|Perl: the Markov chain saw|
Confirming what we already knewby AssFace (Pilgrim)
|on Mar 05, 2003 at 02:44 UTC||Need Help??|
I have been programming a genetic analysis tool to run on stock data.
Perl has served well in that it is easy to write very quickly - and for 90% of what I do it is plenty fast. Whether the code executes in 1 second or 10 seconds doesn't really matter to me too much if I'm only going to run it 1 to 5 times a day.
But this particular code does kind of a lot of things, so it took some time to get through it all. I need to execute this at least once a day, so it needs to finish all of its work in under 20 hours or so (so that there are 4 hours left to run many other programs on the data that is returned).
The Perl code, depending on what machine I was on, was taking at best ~196 seconds to run one dataset (one stock ticker). I need to run over 2000 stocks through it everyday, so that was going to take well over a day on a single machine. I could easily get around it with clusters, but I still wanted something a little faster.

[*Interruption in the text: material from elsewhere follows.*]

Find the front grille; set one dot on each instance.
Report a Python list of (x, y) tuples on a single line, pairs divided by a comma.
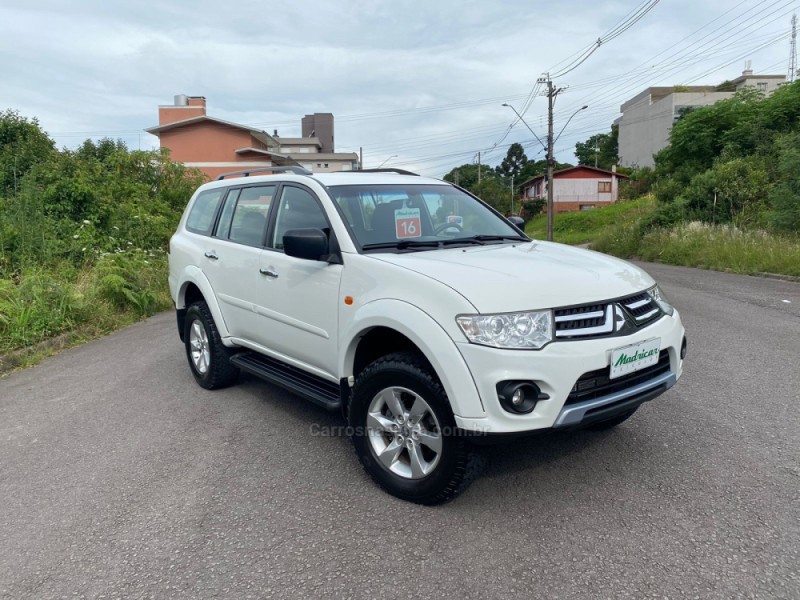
[(642, 307), (615, 317), (596, 384)]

So I rewrote it all in C, here are the stats that I saw after doing so:
(keep in mind that these are on two different machines, and also the Perl code writes out 5 short lines of text to a file at the very end of each stock analysis)
The Perl version was run on a P4 2G with half a gig of RAM and an IDE HD, running Win2K and Active State 5.6.1 Perl. The C version was compiled and run on an Athlon 1G with half a gig of RAM and an IDE HD, running FreeBSD 4.6STABLE, using gcc version 2.95.4.

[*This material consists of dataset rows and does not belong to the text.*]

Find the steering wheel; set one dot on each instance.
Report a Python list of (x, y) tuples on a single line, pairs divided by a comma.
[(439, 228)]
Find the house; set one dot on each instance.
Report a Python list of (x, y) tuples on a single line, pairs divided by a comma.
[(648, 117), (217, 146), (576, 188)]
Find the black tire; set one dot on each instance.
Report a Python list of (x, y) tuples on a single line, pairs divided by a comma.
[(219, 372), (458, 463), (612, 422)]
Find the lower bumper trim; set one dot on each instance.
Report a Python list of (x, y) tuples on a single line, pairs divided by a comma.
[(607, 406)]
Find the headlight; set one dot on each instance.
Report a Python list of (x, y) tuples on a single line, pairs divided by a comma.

On the P4 2G, the perl code ran through one ticker in ~196 seconds.
The C code, with no optimizations, running on the Athlon 1G ran in ~2.8 seconds. Then using optimizations -O2 and -O3 it brought it down to ~1.4seconds.
So on a slower machine, it runs about 140 times faster.
The Perl file is around 48K in size, with 959 lines (100-200 are just comments). The C file is 768 lines (50-100 lines are just comments) and the compiled code is 11K with no optimizations, and 9K with optimizations.
I can now run all the stocks on one machine in under an hour (it will be run on an Athlon XP 2.1G with 256M RAM) - to that will allow me to run many more variations of the tests on the machine (will likely still be using a cluster) as well as neural net analysis among other things.
I don't think the writing to a file at the end of the Perl code that is missing from the C code accounts for the 190+ second difference. At most it might add one more second to the C code, but even that is questionable.
I'm curious how Java would compare since it would prove much much easier to write with the String objet to work with. 1.3 is faster, but 1.4 has RegEx in there.
I also still haven't tested it out under Linux with the newer 3.2 gcc or the intel compiler (not sure how well -if at all - the icc will help on an Athlon XP).
The code itself is pretty small and doesn't take that much in terms of resources.
It reads in rows of data (trading days) of a stock. Then iterates over it all thousands of times evolving how it analyzes the data. Then outputs the results (the C out to stdout and the perl out to a file).
It will likely end up being done in Perl, feeding in which ticker to run into the C code, and then passing it off to the C code. I don't think the speed in a Perl for loop will slow it down to much.
So the point of all that being that Perl is excellent for developing, is easy to write fast, and ports over to C fairly easily. It is plenty fast for the bulk of what you want to do, but for more intense things, then you will want C of course.